The algorithm may have weaknesses, but I don't think bruteforcing seed is one. Also, if a seed were to be known, the seed is re-randomized for each map and each program instance.

[Genbox]

Indeed, but how an attacker would know the seed?

One way is that it defaults to 0 in some configurations. Another way is the seed recovery I described.

A pure bruteforce approach takes on average 2^127 iterations.

Since the seed is a 64-bit number, the worst case is 2^63 guesses. No need to brute-force all permutations of the 128-bit seed vector when the 64-bit value is enough.

Also, if a seed were to be known, the seed is re-randomized for each map and each program instance.

That is currently not a guarantee..

[Genbox]

Note that while MeowHash had stronger security guarantees, it suffered from the same vulnerabilities. If I remember correctly, before being fixed, it also mixed the seed at the end of the finalization. A common way to protect the seed is to mix it into the starting state instead.

[Genbox]

MeowHash 0.2 mixed it at the end with no other mixing, enabling recovery.

MeowHash 0.3 kept the end-mixing, but started mixing into each of the 8 lanes.

MeowHash 0.4 started using initial state mixing. This means an attacker brute-forcing the seed has to know the data being hashed in order to recover the seed.

MeowHash 0.5 (latest) still keeps that security guarantee while also switching to a larger seed for stronger security.

[ogxd]

Since the seed is a 64-bit number, the worst case is 2^63 guesses. No need to brute-force all permutations of the 128-bit seed vector when the 64-bit value is enough.

The seed is 128-bit https://github.com/ogxd/gxhash/blob/de2e5f9682bdc130ae06d313441af517b3b44df6/src/hasher.rs#L116-L125

That is currently not a guarantee..

That's not an algorithm issue then, that's an usage issue. We can debate if this API should be public or not, but I think it's a different subject.

Note that while MeowHash had stronger security guarantees, it suffered from the same vulnerabilities.

That's an incredibly detailed article! I was looking for something like this. It might take time to get through everything however 😅

MeowHash 0.4 started using initial state mixing. This means an attacker brute-forcing the seed has to know the data being hashed in order to recover the seed.

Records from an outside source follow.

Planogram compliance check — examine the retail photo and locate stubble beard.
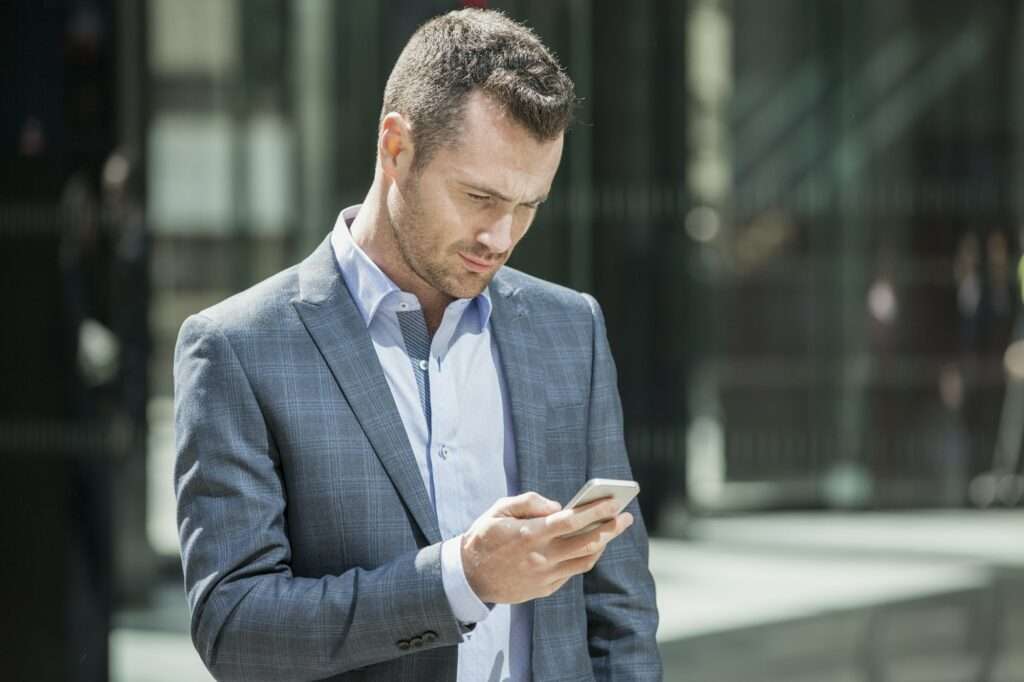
[388,180,493,299]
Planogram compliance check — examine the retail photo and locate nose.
[476,212,513,254]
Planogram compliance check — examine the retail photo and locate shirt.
[331,205,532,682]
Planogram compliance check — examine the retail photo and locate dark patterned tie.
[398,310,430,430]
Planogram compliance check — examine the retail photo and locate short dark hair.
[380,8,575,169]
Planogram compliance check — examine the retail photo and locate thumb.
[495,493,562,518]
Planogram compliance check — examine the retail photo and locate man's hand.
[462,493,633,604]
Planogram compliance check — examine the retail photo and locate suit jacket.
[174,232,660,682]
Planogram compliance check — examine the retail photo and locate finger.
[551,547,604,580]
[548,514,633,562]
[544,498,618,537]
[494,493,562,518]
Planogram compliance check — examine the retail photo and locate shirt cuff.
[441,536,490,624]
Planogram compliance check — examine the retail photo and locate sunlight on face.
[388,93,563,298]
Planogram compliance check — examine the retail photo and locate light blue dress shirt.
[331,206,532,682]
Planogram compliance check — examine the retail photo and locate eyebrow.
[459,180,548,206]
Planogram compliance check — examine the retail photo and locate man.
[175,9,660,682]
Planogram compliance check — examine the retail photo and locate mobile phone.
[563,478,640,538]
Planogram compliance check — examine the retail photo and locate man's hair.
[380,8,575,169]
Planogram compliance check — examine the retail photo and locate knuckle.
[526,552,547,569]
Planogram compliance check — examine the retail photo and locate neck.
[349,172,454,334]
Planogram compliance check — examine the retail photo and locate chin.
[443,272,494,298]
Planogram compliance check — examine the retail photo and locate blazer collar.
[292,244,548,544]
[490,269,548,497]
[292,238,441,545]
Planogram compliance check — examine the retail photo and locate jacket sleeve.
[584,295,662,680]
[174,315,462,681]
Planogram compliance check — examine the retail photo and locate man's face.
[388,93,562,298]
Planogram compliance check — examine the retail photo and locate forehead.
[430,93,563,196]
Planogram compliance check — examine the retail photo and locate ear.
[377,112,415,180]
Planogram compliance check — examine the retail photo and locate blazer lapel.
[492,271,548,497]
[292,237,441,544]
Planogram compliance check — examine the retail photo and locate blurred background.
[0,0,1024,682]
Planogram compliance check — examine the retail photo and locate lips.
[459,252,495,272]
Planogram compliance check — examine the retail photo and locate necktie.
[398,310,430,430]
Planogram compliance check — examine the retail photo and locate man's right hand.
[462,493,633,604]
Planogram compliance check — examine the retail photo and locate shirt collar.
[331,204,492,331]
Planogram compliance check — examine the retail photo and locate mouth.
[459,251,496,272]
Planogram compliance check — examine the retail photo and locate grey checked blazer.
[174,232,660,682]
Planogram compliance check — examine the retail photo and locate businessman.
[174,9,660,682]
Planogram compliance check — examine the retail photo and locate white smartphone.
[563,478,640,538]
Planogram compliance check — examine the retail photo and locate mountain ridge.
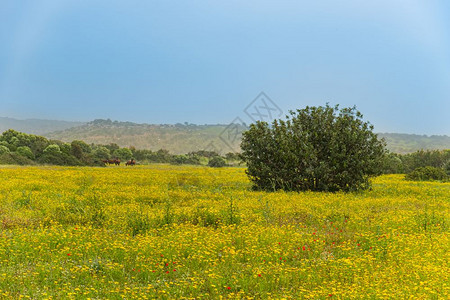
[0,117,450,154]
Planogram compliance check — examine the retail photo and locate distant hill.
[0,117,84,135]
[46,120,450,154]
[0,118,450,154]
[45,120,244,154]
[378,133,450,153]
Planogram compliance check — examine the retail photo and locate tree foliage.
[241,105,386,191]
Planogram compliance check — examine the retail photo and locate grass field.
[0,165,450,299]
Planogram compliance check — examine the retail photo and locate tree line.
[0,129,239,167]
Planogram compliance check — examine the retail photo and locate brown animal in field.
[125,159,136,166]
[102,159,120,166]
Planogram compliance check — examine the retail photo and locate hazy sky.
[0,0,450,135]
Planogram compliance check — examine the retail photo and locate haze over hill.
[0,118,450,154]
[0,117,85,135]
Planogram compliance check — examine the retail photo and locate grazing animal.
[125,159,136,166]
[102,159,120,166]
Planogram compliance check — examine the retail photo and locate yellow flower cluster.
[0,165,450,299]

We can probably do the same 🤔

[Genbox]

The seed is 128-bit

I should have specified that I tested against the C# version. The seed is 64-bit there.

[ogxd]

The C# version was a quick upload for you to benchmark the performance, as you requested. Since, this repo (with rust impl) received feedback from this reddit thread and so I have made a few updates. The 2 most notable updates is the usage of a state wide seed (so 128-bit for the non AVX2 version) and applying the seed after the finalization (before it used to be right before the AES rounds in the finalization) I'll update the C# implementation when I have some time, but I don't plan to release an official GxHash nuget. I'd rather have it directly in System.IO.Hashing if the dotnet team approves it. Before proposing this officially I want to give it a bit more time, so I can continue collect feedback and on my end dive into some kind of cryptoanalysis. Your feedback and the links you shared help in this regard.

[ogxd]

Closing this as even the c# version of gxhash uses 128-bit seeds.